Ari Emanuel Slams CAA at Fortune Conference: ‘They’re Still Stuck in the ’90s’

The co-CEO of WME says by the end of the year “we will exceed every number that was in the plan” to merge with IMG

Rahm and Ari Emanuel at the Fortune Brainstorm Tech conference
Rahm and Ari Emanuel at the Fortune Brainstorm Tech conference

Ari Emanuel, co-CEO of William Morris Endeavor, said his rival CAA is “still stuck in the ’90s” and he no longer considers them a major competitor.

Appearing with his older brother Chicago Mayor Rahm Emanuel at the Fortune Brainstorm Tech conference in Aspen on Monday, Ari Emanuel responded to a question from TheWrap about the state of the agency landscape and his longtime rival Creative Artists Agency.

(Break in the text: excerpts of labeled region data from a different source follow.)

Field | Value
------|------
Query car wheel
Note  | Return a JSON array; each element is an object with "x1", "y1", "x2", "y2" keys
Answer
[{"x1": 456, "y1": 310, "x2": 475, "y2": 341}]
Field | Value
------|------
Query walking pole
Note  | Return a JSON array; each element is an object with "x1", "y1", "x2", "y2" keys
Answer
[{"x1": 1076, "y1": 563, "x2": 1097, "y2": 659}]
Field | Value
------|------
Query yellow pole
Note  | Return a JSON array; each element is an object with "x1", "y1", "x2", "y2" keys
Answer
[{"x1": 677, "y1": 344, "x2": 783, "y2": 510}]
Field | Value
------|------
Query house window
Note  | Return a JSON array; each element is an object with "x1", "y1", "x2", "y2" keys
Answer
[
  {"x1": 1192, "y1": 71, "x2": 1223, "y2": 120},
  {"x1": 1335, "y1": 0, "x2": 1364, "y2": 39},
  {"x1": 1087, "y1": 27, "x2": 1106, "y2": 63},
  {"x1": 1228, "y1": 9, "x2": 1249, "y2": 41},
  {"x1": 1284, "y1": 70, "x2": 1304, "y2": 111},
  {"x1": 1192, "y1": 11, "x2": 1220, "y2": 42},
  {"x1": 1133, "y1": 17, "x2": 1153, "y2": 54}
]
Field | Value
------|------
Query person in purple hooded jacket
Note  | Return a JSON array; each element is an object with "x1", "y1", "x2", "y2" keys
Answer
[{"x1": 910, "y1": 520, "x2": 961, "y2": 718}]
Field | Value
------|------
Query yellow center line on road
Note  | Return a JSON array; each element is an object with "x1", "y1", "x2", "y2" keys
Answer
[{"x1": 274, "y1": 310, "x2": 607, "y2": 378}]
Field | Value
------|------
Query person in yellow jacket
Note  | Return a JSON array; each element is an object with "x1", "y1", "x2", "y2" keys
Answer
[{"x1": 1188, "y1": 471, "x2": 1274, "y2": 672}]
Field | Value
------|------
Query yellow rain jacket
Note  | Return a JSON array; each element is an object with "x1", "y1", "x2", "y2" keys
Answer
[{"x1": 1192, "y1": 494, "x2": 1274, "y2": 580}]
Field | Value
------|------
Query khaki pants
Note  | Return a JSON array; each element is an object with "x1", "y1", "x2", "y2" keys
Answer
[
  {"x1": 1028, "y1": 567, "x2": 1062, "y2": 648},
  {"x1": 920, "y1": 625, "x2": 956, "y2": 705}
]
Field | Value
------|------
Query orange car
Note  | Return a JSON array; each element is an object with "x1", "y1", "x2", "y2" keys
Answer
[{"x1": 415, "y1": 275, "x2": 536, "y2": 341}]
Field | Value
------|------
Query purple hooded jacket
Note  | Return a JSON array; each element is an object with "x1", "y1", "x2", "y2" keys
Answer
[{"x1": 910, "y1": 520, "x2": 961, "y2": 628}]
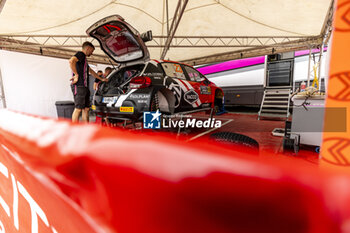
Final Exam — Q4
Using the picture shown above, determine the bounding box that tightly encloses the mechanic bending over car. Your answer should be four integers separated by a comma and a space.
69, 41, 107, 122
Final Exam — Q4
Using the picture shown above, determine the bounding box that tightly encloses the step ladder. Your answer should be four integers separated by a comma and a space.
258, 86, 292, 120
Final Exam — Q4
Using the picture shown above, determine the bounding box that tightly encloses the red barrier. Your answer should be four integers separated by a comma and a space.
0, 110, 350, 233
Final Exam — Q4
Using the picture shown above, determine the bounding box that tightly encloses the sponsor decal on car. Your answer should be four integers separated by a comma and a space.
129, 94, 150, 99
119, 107, 134, 112
143, 110, 162, 129
200, 86, 211, 95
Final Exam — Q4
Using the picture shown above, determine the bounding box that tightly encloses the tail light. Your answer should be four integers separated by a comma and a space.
129, 76, 152, 89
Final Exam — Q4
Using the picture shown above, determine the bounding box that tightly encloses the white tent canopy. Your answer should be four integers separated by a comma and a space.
0, 0, 332, 64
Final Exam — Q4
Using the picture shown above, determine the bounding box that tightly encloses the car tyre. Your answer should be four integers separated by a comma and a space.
210, 132, 259, 149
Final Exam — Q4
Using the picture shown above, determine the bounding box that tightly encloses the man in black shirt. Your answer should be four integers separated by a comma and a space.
69, 41, 107, 122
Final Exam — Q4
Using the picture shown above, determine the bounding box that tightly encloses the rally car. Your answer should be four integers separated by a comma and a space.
86, 15, 223, 120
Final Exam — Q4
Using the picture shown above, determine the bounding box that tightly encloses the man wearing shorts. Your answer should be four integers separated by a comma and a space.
69, 41, 107, 122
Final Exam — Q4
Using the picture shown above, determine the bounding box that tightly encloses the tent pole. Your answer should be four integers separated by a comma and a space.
307, 48, 311, 87
0, 67, 6, 108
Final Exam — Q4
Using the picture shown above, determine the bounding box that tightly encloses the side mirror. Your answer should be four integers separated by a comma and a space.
141, 30, 153, 42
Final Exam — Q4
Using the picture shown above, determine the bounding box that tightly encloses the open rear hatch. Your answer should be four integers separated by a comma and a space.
86, 15, 152, 65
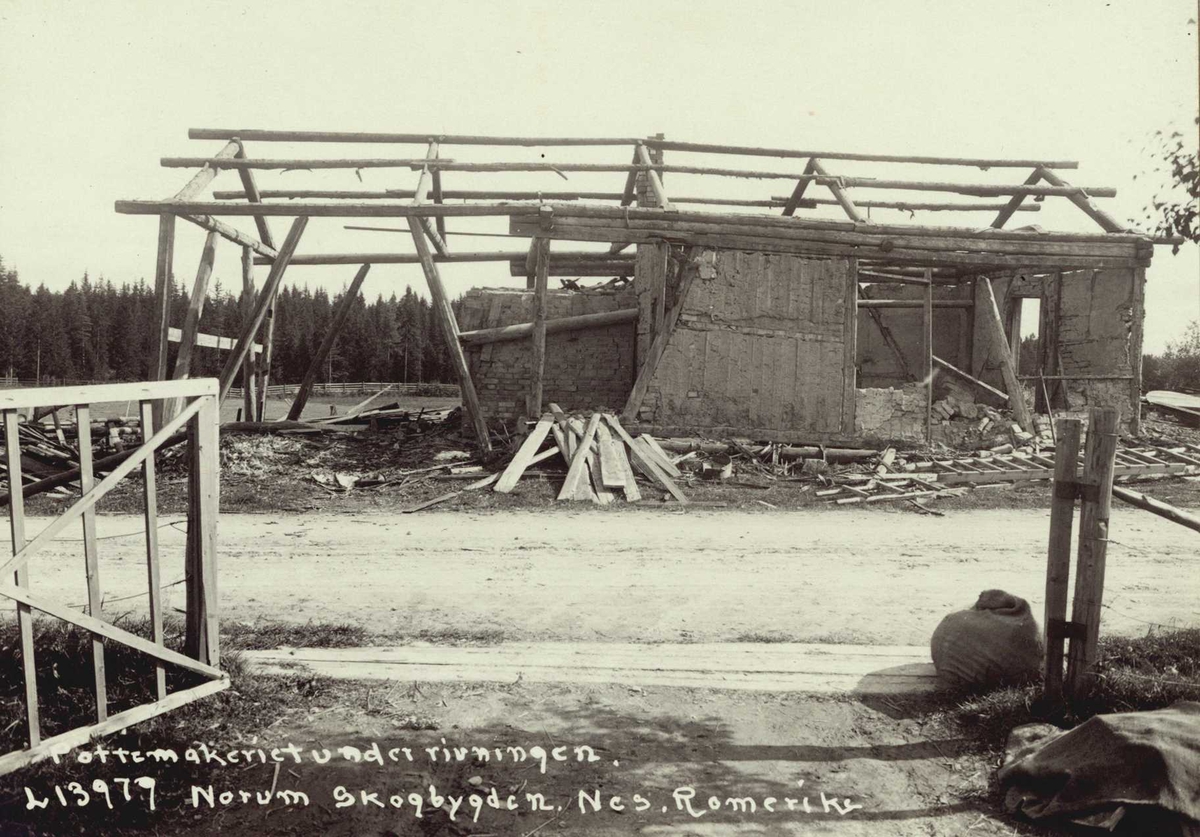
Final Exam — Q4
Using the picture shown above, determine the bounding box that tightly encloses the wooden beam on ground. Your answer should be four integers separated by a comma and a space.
494, 416, 554, 494
934, 355, 1008, 404
784, 159, 816, 215
532, 239, 550, 416
1043, 419, 1080, 704
1112, 486, 1200, 531
288, 265, 371, 421
605, 414, 688, 505
218, 215, 308, 403
1066, 408, 1117, 700
558, 413, 600, 500
809, 157, 865, 223
620, 247, 701, 421
979, 276, 1033, 433
991, 169, 1042, 229
408, 218, 492, 452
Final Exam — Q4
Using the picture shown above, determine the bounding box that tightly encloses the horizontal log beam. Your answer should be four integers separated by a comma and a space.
858, 294, 974, 308
160, 157, 1117, 199
187, 128, 648, 145
212, 189, 1042, 212
458, 308, 637, 345
187, 128, 1079, 169
114, 200, 1151, 241
254, 251, 630, 263
179, 215, 278, 257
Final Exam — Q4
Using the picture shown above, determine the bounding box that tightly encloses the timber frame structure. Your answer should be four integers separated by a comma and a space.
115, 128, 1180, 450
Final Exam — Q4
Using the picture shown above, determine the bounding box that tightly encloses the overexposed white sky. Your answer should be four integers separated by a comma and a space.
0, 0, 1200, 351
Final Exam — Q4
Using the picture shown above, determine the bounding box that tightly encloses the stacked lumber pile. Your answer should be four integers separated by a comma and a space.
488, 404, 688, 505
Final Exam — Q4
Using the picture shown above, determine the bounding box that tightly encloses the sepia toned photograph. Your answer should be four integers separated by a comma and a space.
0, 0, 1200, 837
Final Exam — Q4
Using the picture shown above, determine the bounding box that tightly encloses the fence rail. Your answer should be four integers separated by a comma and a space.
229, 381, 461, 401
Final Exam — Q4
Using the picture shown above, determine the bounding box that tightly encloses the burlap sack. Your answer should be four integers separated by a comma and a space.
930, 590, 1043, 688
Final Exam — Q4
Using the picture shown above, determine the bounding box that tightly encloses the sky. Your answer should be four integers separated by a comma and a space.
0, 0, 1200, 351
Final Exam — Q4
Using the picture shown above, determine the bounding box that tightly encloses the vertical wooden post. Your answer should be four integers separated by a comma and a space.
408, 216, 492, 451
184, 396, 221, 666
241, 247, 258, 421
1043, 419, 1080, 704
527, 239, 550, 420
1067, 408, 1118, 699
979, 276, 1033, 433
76, 404, 108, 721
218, 215, 308, 402
162, 233, 220, 422
920, 267, 934, 444
2, 410, 42, 747
149, 212, 175, 424
288, 265, 371, 421
140, 401, 167, 700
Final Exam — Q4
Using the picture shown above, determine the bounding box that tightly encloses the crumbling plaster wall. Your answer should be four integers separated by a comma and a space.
973, 267, 1145, 426
857, 277, 972, 395
458, 288, 636, 422
637, 248, 854, 440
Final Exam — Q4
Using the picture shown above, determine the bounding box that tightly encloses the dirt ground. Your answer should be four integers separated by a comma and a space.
21, 507, 1200, 645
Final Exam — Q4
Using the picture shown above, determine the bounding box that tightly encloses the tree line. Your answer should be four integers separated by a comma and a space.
0, 258, 458, 384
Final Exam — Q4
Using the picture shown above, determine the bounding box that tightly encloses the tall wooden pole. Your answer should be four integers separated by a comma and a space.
241, 247, 258, 421
1043, 419, 1080, 704
408, 217, 492, 451
920, 267, 934, 444
528, 239, 550, 421
149, 212, 175, 427
218, 215, 308, 402
288, 265, 371, 421
1067, 408, 1117, 699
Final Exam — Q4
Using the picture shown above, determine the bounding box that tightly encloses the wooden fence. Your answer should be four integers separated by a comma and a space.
0, 379, 229, 776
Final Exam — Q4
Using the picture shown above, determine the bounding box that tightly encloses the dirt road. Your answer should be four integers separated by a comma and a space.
18, 507, 1200, 645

“I don’t even think about them,” he said. “They’re a third of our size. I compete with them on three things – I kind of think about them. A third of the time. Ish.”

He continued: “They were [our top rival]. They’re still stuck in the ’90s.” He did not elaborate except to say that WME was shifting its business away from talent representation into businesses that it owns and operates.

Creative Artists Agency fell behind William Morris Endeavor in size after the latter acquired sports behemoth IMG in spring 2014 in a $2.4 billion deal. CAA recently lost a series of high-profile agents, mainly in the comedy talent department, to United Talent Agency.

Emanuel said that despite naysayers who said that WME had taken on too much debt in acquiring IMG the merged company was ahead of financial targets.

“We’re in great shape right now,” he said. “We’re ahead of plan by at least 12-18 months financially. By the end of the year we will hit every number, exceed every number that was in the plan.”

Asked whether the company would go public in an IPO in the wake of the investment by private equity firm Silver Lake in 2013, Emanuel said: “That’s probably an option. I’m not thinking about it right now.”

TheWrap pressed Emanuel to confirm that he had been behind the “CAAn’t” poster campaign that papered the Century City mall two years ago. He responded only: “Whoever did — I thought it was creative.”

The two brothers bantered during the interview, saying they spoke several times a day — but short-form. Said Rahm Emanuel: “We have conversations without verbs, adjectives or pronouns.”

TheWrap reached out to CAA for comment, but did not hear back immediately.